Five Design Elements - Typography
“Building a good font collection is like populating one’s wardrobe. It requires a balance between versatility and expressivity…everyday accessories, and special outfits for special occasions.” Jean-Baptiste Levee
Jean Baptiste is so right. With your wardrobe you need a variety of pieces to wear depending on the occasion. You need everyday clothes, but also nicer outfits for weddings, date nights or girls nights out. Fonts are the same way. As a designer, we need to have a collection that is built of a variety of fonts so that we have an arsenal when it comes to designing for any occasion or type of project. But it doesn't have to be just designers who build their collection of fonts to use. I would suggest anyone, especially business owners to build up a small collection of different fonts so that you have them when you need them.
By now, the mass majority of people who aren’t designers have strong feelings toward the two most hated fonts in history - papyrus and comics sans. Google either of them and you’ll find hundreds of designer jokes, graphics, and memes about these fonts.
In short, fonts can elicit very strong feelings.
Typography is an art and when done right, it is beautiful and inspiring. When done wrong, it can give off the wrong feelings and can turn into a laughing stock like Papyrus and Comic Sans. That’s why it’s so important to get your type right in a logo or design that is going to be the face of your business and plastered everywhere from your sign outside, to your website header, to your marketing material and menu.
Now as a part of my process, I take each client through the process of discovering their seasonal personality using keywords pulled from their mission statement, business purpose, customer testimonials and business characteristics. As we narrow into one season, it comes with guidelines on shape, line thickness, style, and the typography you should use for the personality and how you want your business to come across to your customers. So this lays a foundation for us to then build upon and customize.
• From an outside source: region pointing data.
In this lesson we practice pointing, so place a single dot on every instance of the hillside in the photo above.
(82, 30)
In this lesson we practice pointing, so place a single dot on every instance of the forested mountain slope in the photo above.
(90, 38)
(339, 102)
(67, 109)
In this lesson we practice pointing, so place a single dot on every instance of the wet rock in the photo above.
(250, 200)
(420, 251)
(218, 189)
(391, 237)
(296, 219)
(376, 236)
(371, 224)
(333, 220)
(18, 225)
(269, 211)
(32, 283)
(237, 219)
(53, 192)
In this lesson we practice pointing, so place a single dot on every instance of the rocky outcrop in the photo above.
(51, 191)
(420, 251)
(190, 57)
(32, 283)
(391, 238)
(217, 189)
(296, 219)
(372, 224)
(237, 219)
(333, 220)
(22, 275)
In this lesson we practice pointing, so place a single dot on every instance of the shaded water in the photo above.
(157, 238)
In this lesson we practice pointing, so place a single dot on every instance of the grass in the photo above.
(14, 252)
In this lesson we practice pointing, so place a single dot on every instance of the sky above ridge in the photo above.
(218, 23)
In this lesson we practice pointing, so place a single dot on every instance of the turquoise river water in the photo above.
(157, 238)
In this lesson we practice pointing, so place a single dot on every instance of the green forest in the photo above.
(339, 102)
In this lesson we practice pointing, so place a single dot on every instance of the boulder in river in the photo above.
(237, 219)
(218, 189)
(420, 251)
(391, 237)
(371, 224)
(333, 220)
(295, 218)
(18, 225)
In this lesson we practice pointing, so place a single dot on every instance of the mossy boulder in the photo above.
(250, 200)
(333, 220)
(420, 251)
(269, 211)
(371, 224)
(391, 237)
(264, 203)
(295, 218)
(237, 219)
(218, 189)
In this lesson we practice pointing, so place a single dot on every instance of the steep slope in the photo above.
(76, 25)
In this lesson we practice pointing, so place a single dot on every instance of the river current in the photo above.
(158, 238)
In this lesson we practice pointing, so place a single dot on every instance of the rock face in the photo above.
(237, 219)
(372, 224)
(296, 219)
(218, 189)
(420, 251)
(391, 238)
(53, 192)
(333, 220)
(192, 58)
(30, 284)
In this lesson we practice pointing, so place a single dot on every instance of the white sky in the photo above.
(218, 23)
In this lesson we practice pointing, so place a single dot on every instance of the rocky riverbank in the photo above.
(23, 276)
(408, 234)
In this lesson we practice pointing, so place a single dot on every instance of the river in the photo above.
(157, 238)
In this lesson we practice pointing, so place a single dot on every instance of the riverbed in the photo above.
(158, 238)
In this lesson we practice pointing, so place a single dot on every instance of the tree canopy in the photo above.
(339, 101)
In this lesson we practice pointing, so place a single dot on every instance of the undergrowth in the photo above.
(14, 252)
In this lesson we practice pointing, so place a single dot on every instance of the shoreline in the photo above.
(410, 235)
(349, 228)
There are many categories of typography, but today we're going to talk about the classic 5 forms of typography: Serif, Sans Serif, Script/Hand drawn, and Display.
They are called “serifs” because of the small lines (or serifs) that are attached to the main strokes of characters within the typeface. These are fonts like Times New Roman and Didot. Serif fonts also have the thin to thick transition and are the easiest to read.
Sans Serif -
Typefaces that do not have the “serifs”. They are more modern and cleaner than the serif fonts and are composed of more simpler lines. They often DON'T have the thin to thick transitions that serifs do. They are used very often for screens, because website resolution can make serifs hard to read. These are fonts like Helvetica, Arial and Gotham.
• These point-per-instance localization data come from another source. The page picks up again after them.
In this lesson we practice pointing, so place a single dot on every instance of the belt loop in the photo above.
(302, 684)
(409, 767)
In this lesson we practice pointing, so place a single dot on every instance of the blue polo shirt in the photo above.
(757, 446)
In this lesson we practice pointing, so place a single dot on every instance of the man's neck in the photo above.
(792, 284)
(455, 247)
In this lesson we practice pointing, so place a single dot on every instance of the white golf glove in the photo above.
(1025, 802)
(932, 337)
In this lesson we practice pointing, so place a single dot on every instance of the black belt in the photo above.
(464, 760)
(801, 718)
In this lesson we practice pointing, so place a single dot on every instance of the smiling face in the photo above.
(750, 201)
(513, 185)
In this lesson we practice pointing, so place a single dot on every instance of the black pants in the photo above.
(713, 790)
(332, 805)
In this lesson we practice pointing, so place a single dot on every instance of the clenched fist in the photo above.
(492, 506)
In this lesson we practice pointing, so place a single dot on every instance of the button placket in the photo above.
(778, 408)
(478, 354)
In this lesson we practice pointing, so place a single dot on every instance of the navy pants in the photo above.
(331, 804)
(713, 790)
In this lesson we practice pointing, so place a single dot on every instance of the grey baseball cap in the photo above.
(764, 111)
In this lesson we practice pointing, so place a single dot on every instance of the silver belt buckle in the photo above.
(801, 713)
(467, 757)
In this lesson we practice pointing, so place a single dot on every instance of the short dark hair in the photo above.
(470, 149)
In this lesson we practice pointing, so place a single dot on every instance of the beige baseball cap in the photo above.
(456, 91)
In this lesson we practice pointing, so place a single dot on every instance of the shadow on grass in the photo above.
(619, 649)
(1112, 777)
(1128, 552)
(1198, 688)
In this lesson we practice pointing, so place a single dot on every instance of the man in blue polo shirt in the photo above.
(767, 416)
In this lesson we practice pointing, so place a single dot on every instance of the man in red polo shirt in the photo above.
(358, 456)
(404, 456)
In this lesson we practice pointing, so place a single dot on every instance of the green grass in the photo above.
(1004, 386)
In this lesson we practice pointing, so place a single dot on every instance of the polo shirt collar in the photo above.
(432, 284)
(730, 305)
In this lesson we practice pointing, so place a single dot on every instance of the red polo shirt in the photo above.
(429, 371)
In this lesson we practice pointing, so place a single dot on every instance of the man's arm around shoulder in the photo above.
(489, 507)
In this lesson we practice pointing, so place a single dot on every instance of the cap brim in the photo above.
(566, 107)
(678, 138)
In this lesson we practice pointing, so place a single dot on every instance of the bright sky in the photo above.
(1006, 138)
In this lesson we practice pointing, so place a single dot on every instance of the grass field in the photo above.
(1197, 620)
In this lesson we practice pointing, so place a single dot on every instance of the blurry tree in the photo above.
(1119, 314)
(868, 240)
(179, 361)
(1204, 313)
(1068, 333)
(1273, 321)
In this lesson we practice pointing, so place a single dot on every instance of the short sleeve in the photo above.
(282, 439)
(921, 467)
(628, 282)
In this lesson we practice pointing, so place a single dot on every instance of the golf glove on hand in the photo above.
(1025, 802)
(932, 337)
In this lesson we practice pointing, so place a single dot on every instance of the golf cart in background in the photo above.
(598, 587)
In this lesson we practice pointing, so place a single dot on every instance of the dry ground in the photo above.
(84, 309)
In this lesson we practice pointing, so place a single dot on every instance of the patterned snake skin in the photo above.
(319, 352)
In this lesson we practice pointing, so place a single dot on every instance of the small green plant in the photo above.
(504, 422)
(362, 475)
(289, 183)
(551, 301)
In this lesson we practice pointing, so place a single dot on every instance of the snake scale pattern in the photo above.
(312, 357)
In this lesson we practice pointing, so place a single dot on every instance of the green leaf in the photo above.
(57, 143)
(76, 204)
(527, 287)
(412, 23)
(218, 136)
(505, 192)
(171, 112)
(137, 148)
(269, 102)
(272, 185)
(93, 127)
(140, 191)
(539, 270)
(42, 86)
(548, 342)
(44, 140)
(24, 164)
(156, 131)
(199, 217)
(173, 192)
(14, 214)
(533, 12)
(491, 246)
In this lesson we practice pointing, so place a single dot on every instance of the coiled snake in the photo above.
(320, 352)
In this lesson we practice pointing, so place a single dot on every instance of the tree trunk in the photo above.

Fonts that mimic cursive handwriting and offer very fluid letterforms. There are formal and casual scripts. The formal scripts are the ones you see on wedding or formal event invitations, book covers or more historical designs. The casual scripts are more legible and mimic sign painters rather than calligraphers. The formal scripts are fonts like zapfino and lavanderia, and casual scripts are like allura and grand hotel.
The main characteristic is that aren’t appropriate for body copy and are best reserved for headlines or attention grabbing. They also are used to entice a reader into the text copy and/or are used to create a mood or feeling for the piece. These are fonts like homestead, park lane and limelight.
Tips for Pairing Fonts
Tip 1: When in doubt one font can be used from Headline to body copy.
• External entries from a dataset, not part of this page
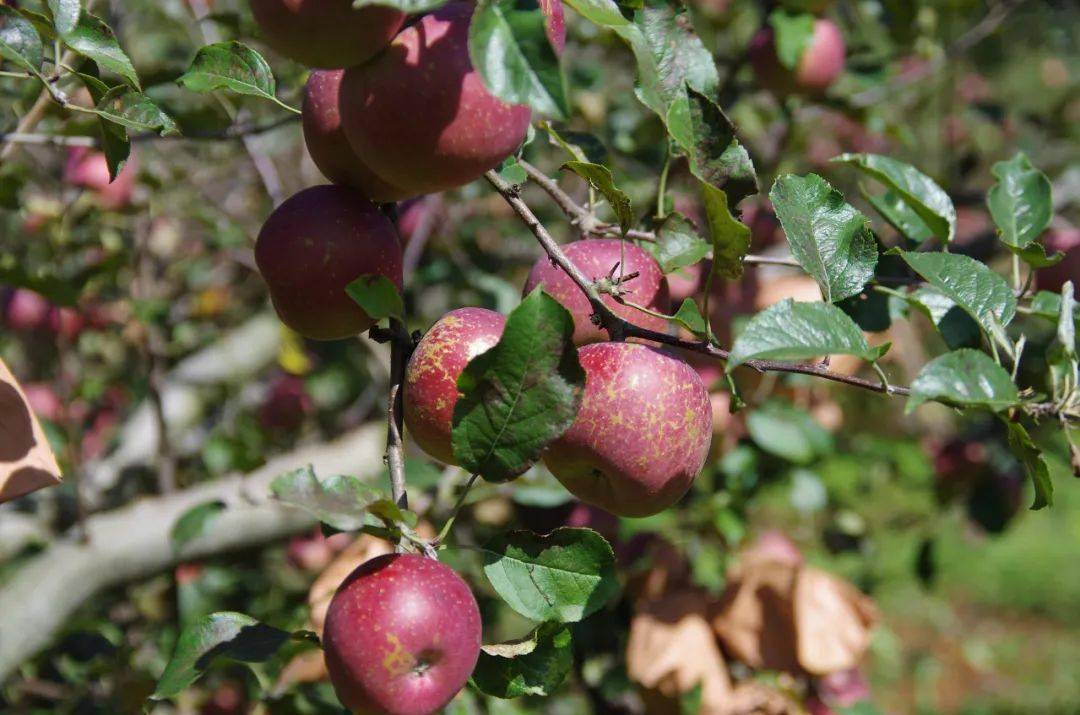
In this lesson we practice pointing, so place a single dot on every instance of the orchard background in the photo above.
(755, 185)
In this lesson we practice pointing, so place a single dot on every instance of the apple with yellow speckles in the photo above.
(598, 258)
(402, 636)
(642, 434)
(431, 376)
(316, 243)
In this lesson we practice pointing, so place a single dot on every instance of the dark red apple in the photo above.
(326, 34)
(431, 377)
(596, 258)
(419, 115)
(402, 636)
(821, 64)
(642, 434)
(326, 142)
(312, 246)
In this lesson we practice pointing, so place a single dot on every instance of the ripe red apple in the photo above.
(26, 311)
(90, 170)
(419, 115)
(326, 142)
(821, 63)
(326, 34)
(1066, 240)
(312, 246)
(402, 636)
(596, 257)
(642, 434)
(431, 376)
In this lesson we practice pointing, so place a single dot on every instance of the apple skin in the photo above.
(595, 258)
(822, 62)
(326, 142)
(312, 246)
(642, 434)
(402, 636)
(326, 34)
(431, 376)
(419, 115)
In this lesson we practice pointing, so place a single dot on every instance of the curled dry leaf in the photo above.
(27, 462)
(672, 650)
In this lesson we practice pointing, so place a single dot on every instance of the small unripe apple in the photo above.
(326, 34)
(326, 143)
(596, 258)
(431, 376)
(26, 311)
(642, 434)
(90, 170)
(312, 246)
(419, 115)
(402, 636)
(821, 64)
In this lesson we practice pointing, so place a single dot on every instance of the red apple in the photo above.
(402, 636)
(326, 34)
(90, 170)
(822, 61)
(431, 377)
(312, 246)
(596, 258)
(419, 115)
(326, 142)
(642, 434)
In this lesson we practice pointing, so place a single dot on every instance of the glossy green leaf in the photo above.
(94, 39)
(509, 46)
(800, 331)
(913, 187)
(562, 577)
(980, 292)
(535, 665)
(193, 523)
(19, 42)
(377, 296)
(601, 178)
(1020, 202)
(229, 635)
(964, 378)
(829, 238)
(521, 394)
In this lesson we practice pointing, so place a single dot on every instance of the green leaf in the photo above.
(19, 42)
(913, 187)
(509, 46)
(829, 238)
(601, 178)
(730, 237)
(535, 665)
(677, 244)
(94, 39)
(980, 292)
(231, 66)
(1035, 464)
(65, 14)
(1020, 202)
(964, 378)
(800, 331)
(787, 432)
(900, 216)
(339, 500)
(193, 523)
(225, 634)
(563, 577)
(521, 394)
(377, 296)
(794, 31)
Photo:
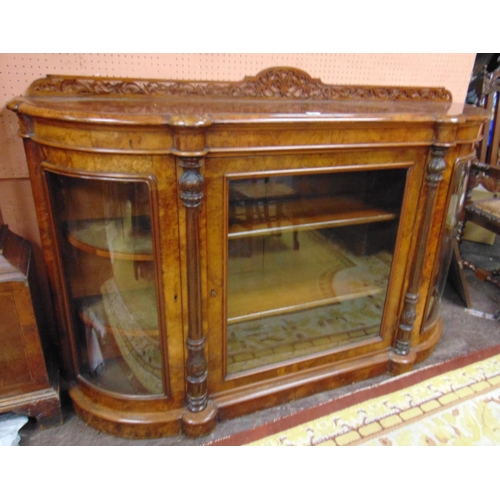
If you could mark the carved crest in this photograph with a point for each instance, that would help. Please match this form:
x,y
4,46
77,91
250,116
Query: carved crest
x,y
272,83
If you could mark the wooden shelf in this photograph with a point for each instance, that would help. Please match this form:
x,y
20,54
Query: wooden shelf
x,y
140,305
305,213
111,238
319,274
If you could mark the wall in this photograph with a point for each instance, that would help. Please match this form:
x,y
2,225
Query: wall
x,y
17,71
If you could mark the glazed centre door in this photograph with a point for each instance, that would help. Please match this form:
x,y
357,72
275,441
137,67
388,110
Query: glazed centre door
x,y
309,260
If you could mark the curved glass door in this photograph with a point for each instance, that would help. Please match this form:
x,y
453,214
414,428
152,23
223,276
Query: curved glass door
x,y
106,247
309,259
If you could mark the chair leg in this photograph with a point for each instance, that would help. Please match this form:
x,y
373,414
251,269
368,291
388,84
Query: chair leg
x,y
457,277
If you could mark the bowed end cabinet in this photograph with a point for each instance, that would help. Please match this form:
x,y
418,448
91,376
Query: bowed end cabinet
x,y
215,248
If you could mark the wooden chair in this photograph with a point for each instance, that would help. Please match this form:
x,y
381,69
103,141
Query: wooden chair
x,y
484,213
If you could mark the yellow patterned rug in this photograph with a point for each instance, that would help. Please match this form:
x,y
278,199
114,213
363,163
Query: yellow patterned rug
x,y
457,407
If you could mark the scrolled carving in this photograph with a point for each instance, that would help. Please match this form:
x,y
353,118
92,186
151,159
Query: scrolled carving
x,y
191,182
272,83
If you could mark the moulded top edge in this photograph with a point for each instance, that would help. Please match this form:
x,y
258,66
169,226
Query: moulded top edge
x,y
188,113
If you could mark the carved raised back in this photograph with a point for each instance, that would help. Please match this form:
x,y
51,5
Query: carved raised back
x,y
272,83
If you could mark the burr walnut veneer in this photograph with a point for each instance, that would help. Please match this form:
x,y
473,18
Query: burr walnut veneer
x,y
215,248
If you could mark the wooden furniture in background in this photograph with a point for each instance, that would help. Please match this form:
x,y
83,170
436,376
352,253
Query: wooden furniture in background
x,y
485,213
28,381
489,147
214,248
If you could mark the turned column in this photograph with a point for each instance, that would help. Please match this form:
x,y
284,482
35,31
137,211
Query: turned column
x,y
199,416
433,178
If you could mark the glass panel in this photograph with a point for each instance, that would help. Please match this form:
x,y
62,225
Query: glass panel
x,y
309,258
106,246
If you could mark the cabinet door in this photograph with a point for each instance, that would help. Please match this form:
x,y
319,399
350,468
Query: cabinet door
x,y
308,262
105,242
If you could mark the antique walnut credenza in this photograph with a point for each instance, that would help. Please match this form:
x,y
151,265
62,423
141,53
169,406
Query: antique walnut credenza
x,y
215,248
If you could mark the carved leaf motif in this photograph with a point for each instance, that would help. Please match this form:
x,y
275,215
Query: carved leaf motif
x,y
273,83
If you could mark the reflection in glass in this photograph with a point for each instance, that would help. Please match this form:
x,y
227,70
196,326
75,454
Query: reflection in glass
x,y
309,258
106,246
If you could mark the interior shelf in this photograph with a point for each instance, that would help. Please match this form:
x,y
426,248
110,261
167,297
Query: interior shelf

When you are scared to mix, just find a good font that has many weights (bold, regular, thin, all caps, italic, etc). Use the bold and all caps for the headline, the regular italic for the subheading, and the thin weight for the body copy. Voila, you have a piece that has interest and hierarchy while only using one font.
Tip 2: Pair fonts that are appropriate for the occasion.
When designing a piece, one of the main questions you should ask yourself is: what is the purpose or occasion of this piece? Is this a business document, is this a concert poster, is this a baby invitation? Different fonts will be used depending on what the overall style and purpose of the piece is. A business document would use more professional serifs and sans serifs, a concert poster might use heavy display fonts and casual handwritten fonts, and a baby invitation might use a script. Think of the occasion and style of your piece first and then pull your fonts from there.
Tip 3: Think about the time/feelings.
A lot of fonts evoke specific feelings and time periods. There are fonts that were created specifically for the 1920's speakeasy vibe and there are fonts that were created for the outer space, Star Wars fans. Neither of those fonts should be used for a Lawyer's logo design. Do your research about the time period a font was created for, and think about the feelings you have as you pick fonts for your arsenal and use them in marketing pieces.
Tip 4: Pair fonts that have different weights/thickness.
Using a variety of thin and bold fonts adds interest and movement through a piece, but you don't want to get too crazy. Pairing one thicker weighted font with a thin font is a good rule of thumb, especially to create hierarchy. (If you have no idea what hierarchy is or how to create it, I've written a whole blogpost about it here.)
Tip 5: Depending on the piece, stick with pairing 2-3 fonts at a time.
Any more than 3 fonts in one piece can get confusing and start to look messy if you're not a professional designer. Pairing 2 or 3 fonts together at once gives the perfect variety. This would look like a specific font for the heading, a different font for the body copy, and a third font for any added interest or call outs in the design.